The combination shines a light on a new way to kill tough E. coli strains
Bacteria with antimicrobial resistance, like this E. coli, already contribute to millions of deaths each year. SCIENCE HISTORY IMAGES/ALAMY
Bacterial resistance to antibiotics is a serious threat to public health. It contributed to an estimated 4.95 million deaths in 2019, and a recent review commissioned by the government of the United Kingdom warns that antimicrobial resistance could result in the deaths of 10 million people annually by 2050.
Zapping bacteria with two wavelengths of light—blue LED light and short-wavelength ultraviolet (also called far UV-C)—gives a powerful one-two punch that hampers a known multidrug-resistant strain of E. coli bacteria’s ability to grow and reproduce, scientists in New Zealand have found. In a new study published in the Journal of Applied Microbiology, the scientists report that the dual light treatment could be an effective nonchemical antimicrobial treatment that does not drive bacteria to further increase their antimicrobial resistance.
“The combination of far UV-C and blue-light wavelengths works synergistically to kill the bacteria,” says Gale Brightwell, a principal scientist at AgResearch, a research institute in Palmerston North, New Zealand. “This discovery is exciting, but it warrants further research and verification to fully understand its implications.”
Hospitals have for decades used germicidal UV-C light at a wavelength of 254 nanometers to kill bacteria and sterilize instruments and surfaces. During the COVID-19 pandemic, similar UV-C light-emitting robots and personal sanitizing tools also became important for killing the SARS-CoV-2 virus, which causes COVID. Exposure to this high-energy UV-C radiation for a certain length of time damages the microbes’ DNA or RNA, hampering their normal cellular functions and ability to replicate, eventually rendering them harmless or killing them.

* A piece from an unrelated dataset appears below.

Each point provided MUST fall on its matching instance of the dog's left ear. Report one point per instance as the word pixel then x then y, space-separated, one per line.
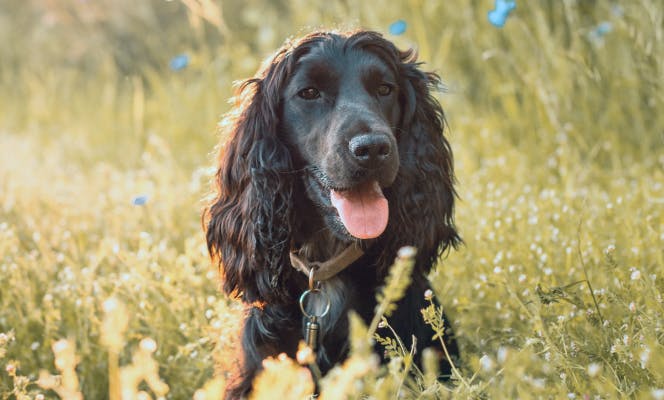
pixel 424 190
pixel 249 222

But 254-nm UV-C light can be harmful to a person’s eyes and skin, causing burns, cancer, and cataracts. Researchers have recently shown that far UV-C light, which has a shorter wavelength—222 nm—can safely destroy airborne viruses and bacteria without penetrating human skin or eye cells.
Blue light in the 400- to 470-nm-wavelength range is also known to be lethal to bacterial species that have photoreceptors, which sense the light. The light produces toxic, highly reactive forms of oxygen within the bacteria that damage their cell membranes and the sugary coatings that encase and protect them. It can also mangle their genetic material, which disrupts cellular functions and ultimately impairs their ability to grow and reproduce.
Brightwell and her colleagues decided to see how combining the two types of antimicrobial light would affect a type of bacteria called extended spectrum beta-lactamase E. coli (ESBL E. coli). These bugs produce enzymes that break down and destroy commonly used antibiotics, including penicillin, and “are becoming a significant global threat to human health,” Brightwell says. “They have been linked to higher hospital morbidity and mortality rates, longer hospital stays, and increased health care expenses.”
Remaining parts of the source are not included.